In the figure below, we show the application of a differential evolution algorithm with a population of \(8\) (however, the optimisation route of the \(4\) best members are shown). It is clear that the methodology results in a more complete interrogation of the complex optimisation space. Typically once a solution is found using the differential evolution, this is further optimised with a gradient descent method to find the maximum global likelihood. This is necessary as, as we can see from the overall maximum, the differential evolution will not find the absolute maximum alone.
from helper import differential_evolution
x = np.linspace(0, 11, 1000)
y = np.linspace(-4, 5, 1000)
X, Y = np.meshgrid(x, y)
plt.contourf(X, Y, mv1.pdf(np.array([X, Y]).T).T + mv2.pdf(np.array([X, Y]).T).T)
res = differential_evolution(nll, ((0, 11), (-4, 5)))
top4 = np.argsort(nll(res[-1].T))[:4]
plt.plot(res[:, 0, top4], res[:, 1, top4], '-')
plt.xlabel('$m$')
plt.ylabel('$c$')
plt.colorbar(label='$\ln\mathcal{L}$')
plt.show()
print('Overall Maximum:', res[-1].T[np.argmax(nll(res[-1].T))])
Overall Maximum: [7.9106823 1.9518762]
It is important to note that as the dimensionality to a fitting problem increases, as the number of free parameters in our model increases, it will become harder and harder to find an optimised solution.

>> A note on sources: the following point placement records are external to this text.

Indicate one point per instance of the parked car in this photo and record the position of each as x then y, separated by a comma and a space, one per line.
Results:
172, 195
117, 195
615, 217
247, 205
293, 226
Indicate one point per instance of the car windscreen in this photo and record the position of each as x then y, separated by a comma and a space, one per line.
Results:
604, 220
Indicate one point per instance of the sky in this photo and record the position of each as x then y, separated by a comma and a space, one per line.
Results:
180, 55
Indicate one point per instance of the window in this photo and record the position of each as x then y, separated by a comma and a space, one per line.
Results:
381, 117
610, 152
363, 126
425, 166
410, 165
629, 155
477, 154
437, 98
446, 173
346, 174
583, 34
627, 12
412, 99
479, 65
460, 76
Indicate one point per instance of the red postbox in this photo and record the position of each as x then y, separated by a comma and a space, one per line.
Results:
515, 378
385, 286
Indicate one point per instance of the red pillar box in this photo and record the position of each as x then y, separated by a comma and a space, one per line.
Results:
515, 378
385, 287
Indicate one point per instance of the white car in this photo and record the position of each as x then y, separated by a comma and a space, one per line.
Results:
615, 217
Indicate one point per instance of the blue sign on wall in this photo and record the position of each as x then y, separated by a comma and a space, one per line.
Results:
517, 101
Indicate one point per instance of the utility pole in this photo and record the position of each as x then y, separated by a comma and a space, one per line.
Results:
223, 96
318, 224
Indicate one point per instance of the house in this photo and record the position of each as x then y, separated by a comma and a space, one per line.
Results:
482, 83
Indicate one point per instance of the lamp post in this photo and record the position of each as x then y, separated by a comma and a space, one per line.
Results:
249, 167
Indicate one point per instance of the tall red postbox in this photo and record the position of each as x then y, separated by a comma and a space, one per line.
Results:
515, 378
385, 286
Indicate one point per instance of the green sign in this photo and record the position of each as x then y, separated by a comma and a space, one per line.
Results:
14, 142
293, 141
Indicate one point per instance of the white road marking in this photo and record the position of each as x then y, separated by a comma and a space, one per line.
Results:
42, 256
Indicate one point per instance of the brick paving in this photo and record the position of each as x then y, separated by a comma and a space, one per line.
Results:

Therefore, we should carefully consider which parameters in a model are allowed to vary in the fitting process, ensuring that the minimum number of parameters are changing. There are some important considerations that feed into this, for example, that having more isotopic contrasts of neutron reflectometry data means that more parameters can be varied.
Once some maximum likelihood is found, it is possible to probe the shape of that maximum and draw conclusions about the robustivity of the result. Additionally, the maximum number of free parameters that a given dataset(s) can describe is quantifiable, however, very computationally intensive [TKH+19].